I think I have a legit anger problem. At 7+ years sober, I only just recently figured this out about myself a couple weeks ago.
H had pissed me off about something that, of course, I can’t remember now. I was (and still am) trying to quit smoking cigarettes. So naturally, my go to when I am mad at him is to rebel. I went, bought a pack, took them home and puffed 2 down in a matter of 10 minutes (or less!)
I felt guilty after and it hit me right then and there: wow, anger is a major trigger for me.
Just like I did when I drank. I drank AT people, places and things.
I have now been sober from alcohol for 8.5 years. Exactly 102.06 months, 3,106 days and 74,549 hours.
And guess what?!? 15 days ago, I hit 2 years clean from Adderall.
Both of those are miracles but I’ve got even a better one that I cannot wait to tell you about.
Up until 4 months ago, I was still struggling with my anger management. While I was no longer experiencing episodes of rage, I was still allowing my emotions to get the best of me; leaving me filled with tremendous guilt, shame, and remorse.
Earlier this year, we had house guests for the whole month of February. Towards the end of their stay, I was ready for things to “go back to normal” and wasn’t coping very well. My husband had been following the virus infiltrating our country and preparing our home for the impending lockdowns; and like many Americans in the early days, I didn’t truly understand the severity of what we were facing and that ” going back to normal” was never going to happen.
One week left in February and my car was towed from outside my house. I was enraged. The next morning, upon arriving at the tow lot, I saw that the gate was open. So instead of going into the office to pay for the release of my car, I decided I would just walk on the lot and take it.
Adrenaline had taken over and aint’ nobody was going to stop me. I was immediately approached by a man who told me I wasn’t allowed in there and I walked right past him and told him I was just getting my wallet – which – was a lie. I was literally going to steal my own car.

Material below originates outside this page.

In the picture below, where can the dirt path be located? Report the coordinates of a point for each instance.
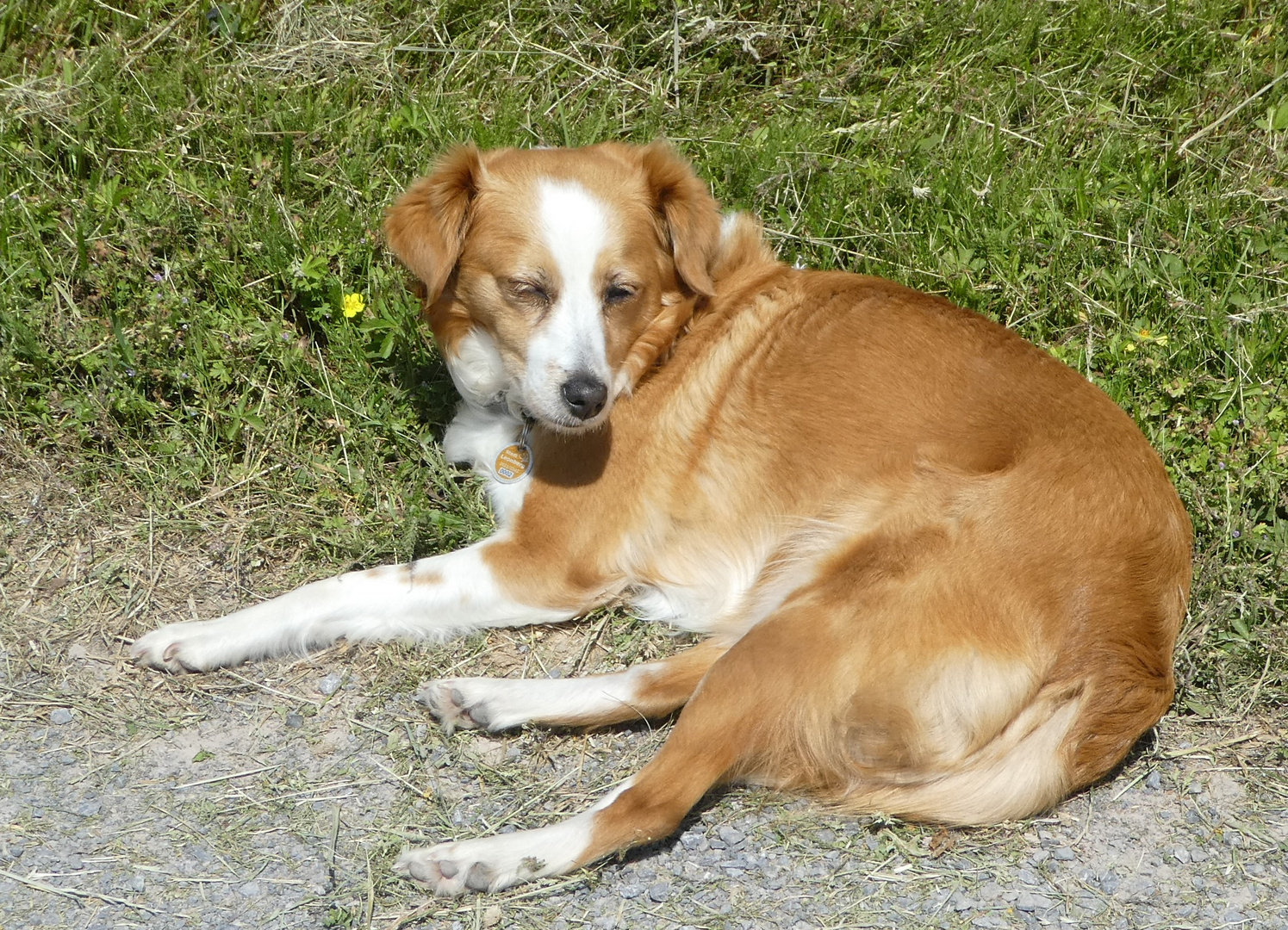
(277, 795)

Long story short, I shared some choice words with the manager and then immediately fell apart into a puddle of tears. And guess what? My car wasn’t there. It was at their other lot. When we got to the other lot, I was met with what looked like an intercom. I could hear the woman inside dealing with another customer as I pushed the button.
I push it again.
My husband suggests that maybe the other lot had called and warned them that I was coming, which incensed me even more. So I started pushing the button non stop. The woman finally responds out the door “I’m with a customer, I’ll be with you soon” and how did I respond?

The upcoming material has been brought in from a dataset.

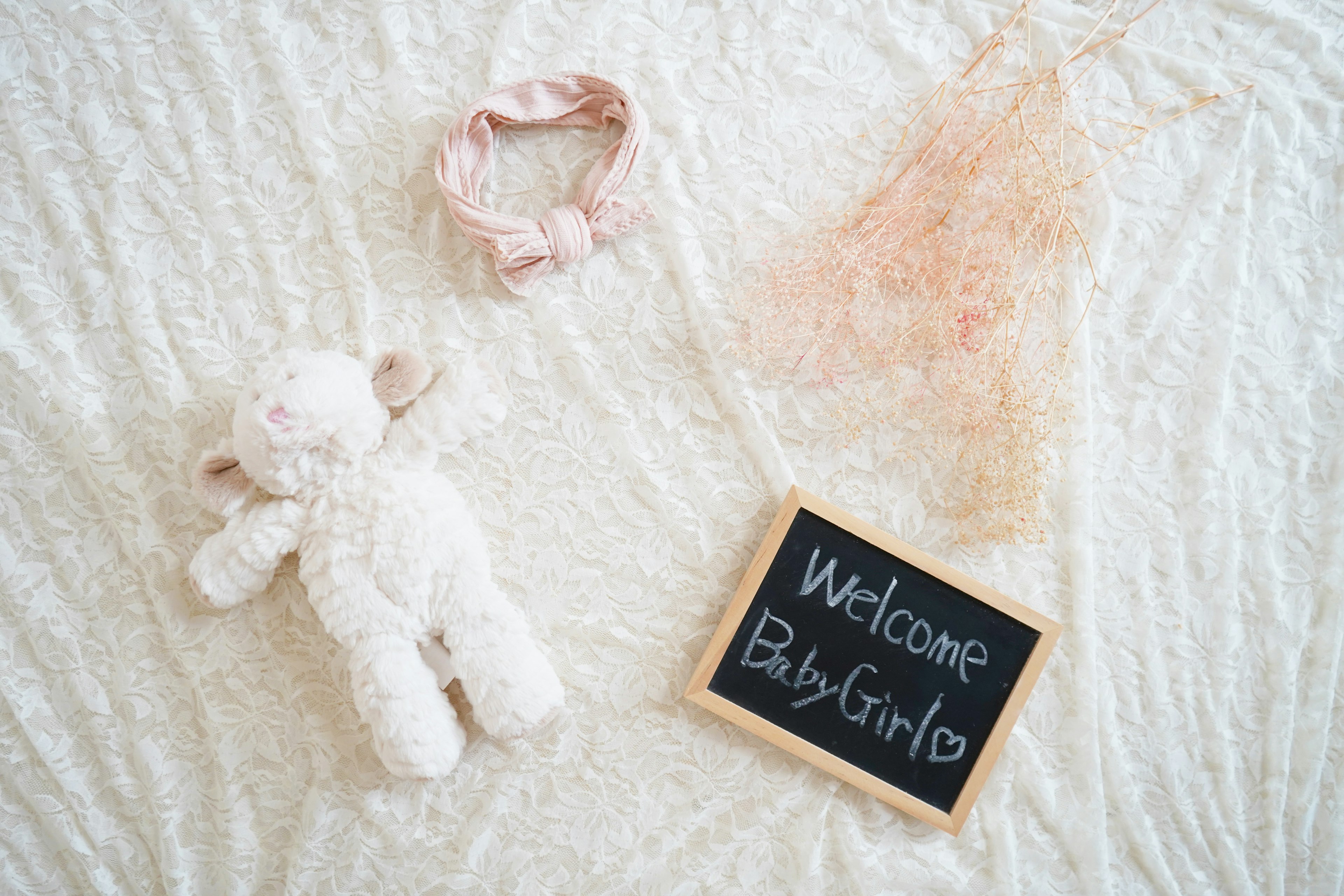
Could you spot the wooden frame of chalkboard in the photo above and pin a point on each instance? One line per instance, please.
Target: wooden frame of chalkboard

Me: “THAT’S ALL YOU HAD TO F&%$ING SAY!”
Her: “Don’t you talk to me like that! Just for that, you’re gonna sit out there longer!”
I was already crying and now I’m sitting on the curb, in the fetal position, balling, as my family watched from the car. “Longer” was just a couple minutes and then I was let in. I apologized for cussing at her and she nearly cut me off and said “do not use that language again” or something to that effect, to which I replied “I just apologized.”
I went on to explain that the reason I was so upset was because the last time I had my car towed was because I had been arrested for my second DUI and now 9 years later, it’s being towed from outside my house because of my service to another; never mind that I was breaking rules I never took the time to learn. The woman seemed cold – she couldn’t care less. I wanted her to join my pity party and she was declining my invite.
When we went to retrieve my wallet, I apologized again and she acknowledged that the button I pushed over and over looks like an intercom, so she understood why I felt like I was being ignored.
But I still couldn’t really get myself together. I was on the verge of tears the entire time. When departing in the lot, I don’t remember what I said to her as I let the tears start rolling down my face again. But I do remember what she said,
“It’s going to be okay. Just pray.”
My heart burst open. I said “I love Jesus and I do pray.”